Prevention Point was recently advised by the city to obtain zoning permits to address this. But a Kensington civic group, Somerset Neighbors, voted against the organization’s request for this zoning exception on July 1.
What happens now?
“The community and the people who live there are of the utmost importance to us and we are committed to continuing to work with the community as a partner,” reads a statement sent to PGN on behalf of Prevention Point. “At the same time, the array of medical services provided at our main building is also a vital and necessary public good that are desperately needed in Kensington.”
“Our life-saving medical care is provided to individuals who often would not be willing to seek it in other medical settings,” the statement continues. “This saves our medical system millions of dollars.”
The organization hopes to continue a dialogue with the community, to hold a public meeting, and to work with local elected officials and community leaders before resuming the process with the zoning board. Prevention Point also plans to expand its existing services to provide resources to local families — including grocery deliveries.
“Prevention Point wants to work with the community to be the best neighbor possible, listening to and addressing concerns to reach common ground,” the statement notes.
If a special exception from the city’s zoning board is granted, the organization will eventually be forced to stop providing medical services at its current location. Prevention Point could continue to offer other services — including syringe services — but with funding for its syringe program in limbo, the organization’s ability to meet a variety of needs is uncertain.
For now, Prevention Point — which distributed almost 8 million syringes in 2023 — has needed to shrink its syringe service schedule, limiting the availability of syringe services at the physical location in Kensington. Exchange days are now strictly Tuesdays and Fridays, and emergency packs (which provide clean needles without requiring the exchange of used ones) will be available on Mondays. Anderson explained that this is in an effort to preserve resources.
“We are not stopping services,” he underlined about syringe exchange. “[The loss of funding] has adjusted services a little bit, but it hasn’t stopped our services.
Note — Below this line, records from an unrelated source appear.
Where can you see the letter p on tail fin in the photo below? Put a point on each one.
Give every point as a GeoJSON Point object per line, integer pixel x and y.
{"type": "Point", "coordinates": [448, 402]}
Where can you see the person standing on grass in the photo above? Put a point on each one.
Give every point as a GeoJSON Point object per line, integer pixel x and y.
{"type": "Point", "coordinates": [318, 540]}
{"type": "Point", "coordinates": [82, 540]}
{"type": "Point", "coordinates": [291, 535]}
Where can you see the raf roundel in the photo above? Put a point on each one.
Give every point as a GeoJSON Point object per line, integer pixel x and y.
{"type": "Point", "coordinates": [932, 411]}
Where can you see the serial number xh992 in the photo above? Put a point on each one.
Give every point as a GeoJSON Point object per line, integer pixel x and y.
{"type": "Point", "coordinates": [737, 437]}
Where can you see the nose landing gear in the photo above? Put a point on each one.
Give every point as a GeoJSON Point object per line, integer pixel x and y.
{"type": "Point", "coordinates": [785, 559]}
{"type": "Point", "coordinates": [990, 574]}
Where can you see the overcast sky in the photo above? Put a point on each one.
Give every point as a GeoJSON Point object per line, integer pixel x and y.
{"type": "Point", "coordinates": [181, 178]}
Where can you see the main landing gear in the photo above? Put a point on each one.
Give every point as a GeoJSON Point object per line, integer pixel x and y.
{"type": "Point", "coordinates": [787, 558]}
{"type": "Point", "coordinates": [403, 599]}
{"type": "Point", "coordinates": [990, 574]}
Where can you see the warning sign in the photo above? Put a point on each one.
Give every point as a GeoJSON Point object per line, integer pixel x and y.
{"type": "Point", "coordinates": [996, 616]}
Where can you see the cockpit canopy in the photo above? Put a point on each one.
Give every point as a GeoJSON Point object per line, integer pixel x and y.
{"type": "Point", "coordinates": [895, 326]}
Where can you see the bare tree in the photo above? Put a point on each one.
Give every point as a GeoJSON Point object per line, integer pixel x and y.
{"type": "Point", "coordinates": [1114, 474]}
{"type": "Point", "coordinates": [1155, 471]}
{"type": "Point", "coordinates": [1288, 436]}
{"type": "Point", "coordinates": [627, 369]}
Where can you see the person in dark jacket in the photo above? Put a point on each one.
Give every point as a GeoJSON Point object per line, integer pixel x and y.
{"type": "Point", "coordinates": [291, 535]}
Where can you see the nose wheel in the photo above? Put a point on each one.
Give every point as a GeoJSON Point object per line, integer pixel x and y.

And we’re still able to provide the service that we told the community we would.”
Mobile sites will still remain active in neighborhoods across the city and remain on their typical schedules.
“This isn’t just a Kensington issue,” Anderson said. “It’s an issue for all of the city — so wherever we’re permitted to go, we definitely want to be there.”
For now, the brick-and-mortar location in Kensington will continue to provide medical services — including HIV testing and treatment — and more holistic support (such as meals, clean clothes, mental health support, testing kits, patient education, Narcan and overdose prevention training, bus passes, and many other services and resources).
“That’s one of the main reasons why I wanted to be a part of this,” said Anderson about helping people address more holistic needs.
He’s been scheduling more navigators at mobile sites to steer syringe exchange participants towards these additional resources.
“We’re making it work, so we’ll continue to do that and hope that our consistency changes some minds — or that people can see the vision that we see,” he said about his hope that the city’s current stance on defunding syringe services won’t be a permanent stance. “But we’ll do the best we can with what we got.”